自転車世界一周の旅日記(その16)イタリア~メルヘンチックな町

F1グランプリ直後のモナコ

フランスからモナコに入った。いきなり目の前の風景がサーキットのコースみたいになってびっくりした。ちょうどF1グランプリ決勝の3日後だったらしい。路面にはタイヤ痕が生々しく残り、町のいたるところに仮設のスタンド席もまだ残っていた。もう少し急いで走っていれば世紀のレースが見れたのに・・ちょっと残念。それにしても、こんな狭い道でF1が全開で走るのか!国の端から端まで約4km。わずか15分ほどでモナコを横断?する。

イタリアに入国

そしてイタリアに入った。町の色、建物の色がなんとなく茶色っぽくなった気がする。フランスはいかにもビーチリゾートというような町が多かったが、イタリアはジブリアニメに出てきそうな、絵本にしたいような可愛い町が多い。リビエラ海岸に沿って走ったが、聞いたこともない小さな町でも、やたらと絵になる風景が多かった。

海岸線を走っていても道はアップダウンが激しく、けっこう疲れた。町の中心は必ず旧市街になっていて、ボコボコの石畳が自転車にはきつかった。こんな路面の悪い国で、よくランボルギーニやフェラーリが生まれたな。実際、そのようなスポーツ車は全く見かけなかった。フェラーリはイタリアより東京のほうが多く走っているに違いない。

ベスパやフィアットはよく見た。道路が狭くクネクネしているので、このような小さなバイクや車が使いやすいのだろう。そして、何よりもそのデザインは町によく溶け込んでいた。

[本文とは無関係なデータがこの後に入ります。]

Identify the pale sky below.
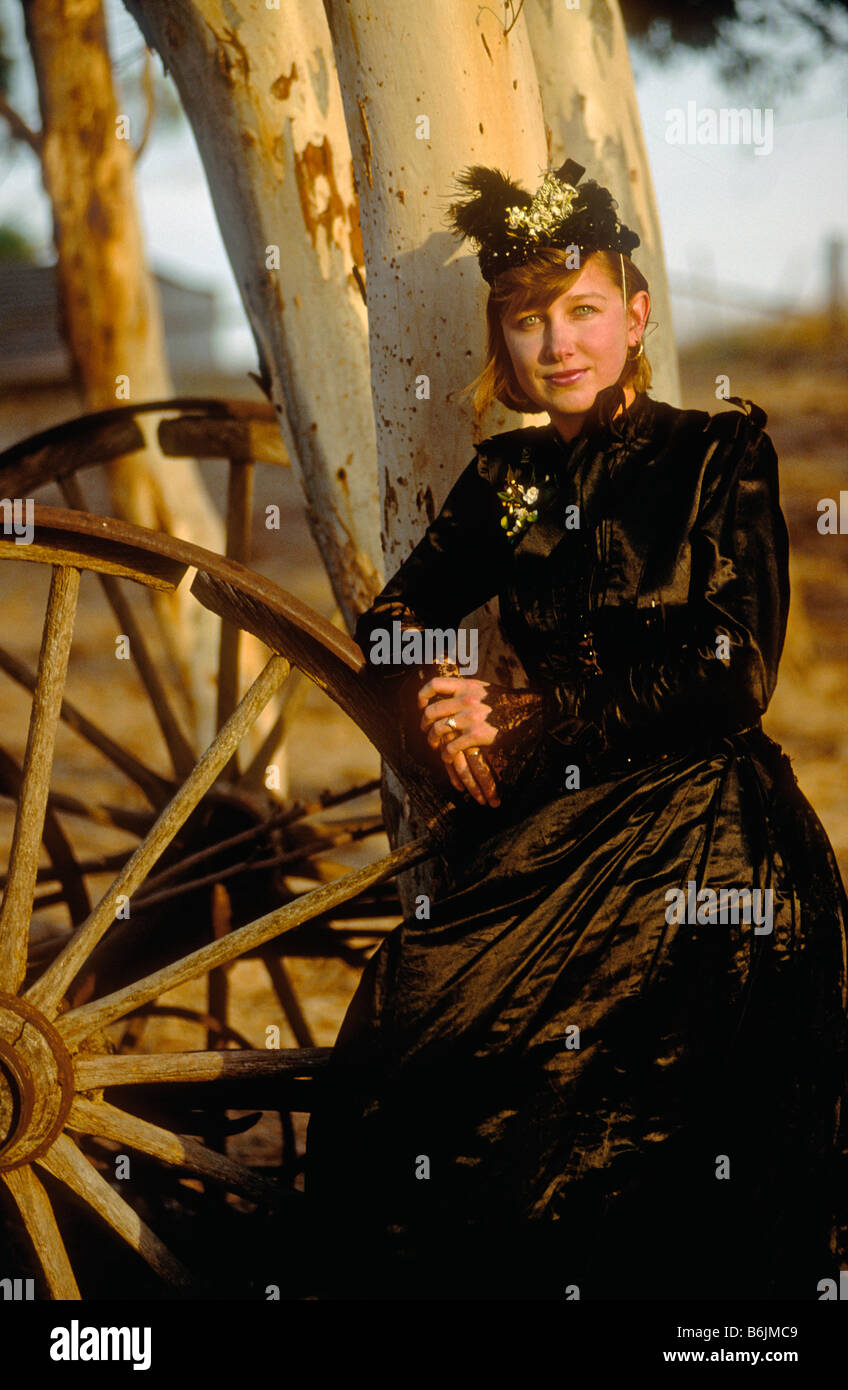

夜、BARでビールを飲んでいると、地元のライダーが女の子をタンデムシートに乗せてやってくる。仕事帰りのデートだろうか?ライダースーツではない。ジャケットにネクタイ、ピカピカに磨かれた革靴で、モト・グッツィやベスパに乗ってBARにやってくる。それがカッコ良かった。ここでは、日常の風景が映画のように洒落ていた。

「母を訪ねた三千里」のマルコが育った町、ジェノバで誕生日を迎えた。お祝いとして、久々にレストランで食事をした。部屋に戻って地図を眺める。海岸線に沿って走るSS1号線を行けば「ピサの斜塔」で有名なピサがある。そしてローマへと道は続いていた。パリやロンドンは諦めたが、ローマは行ってみることにした。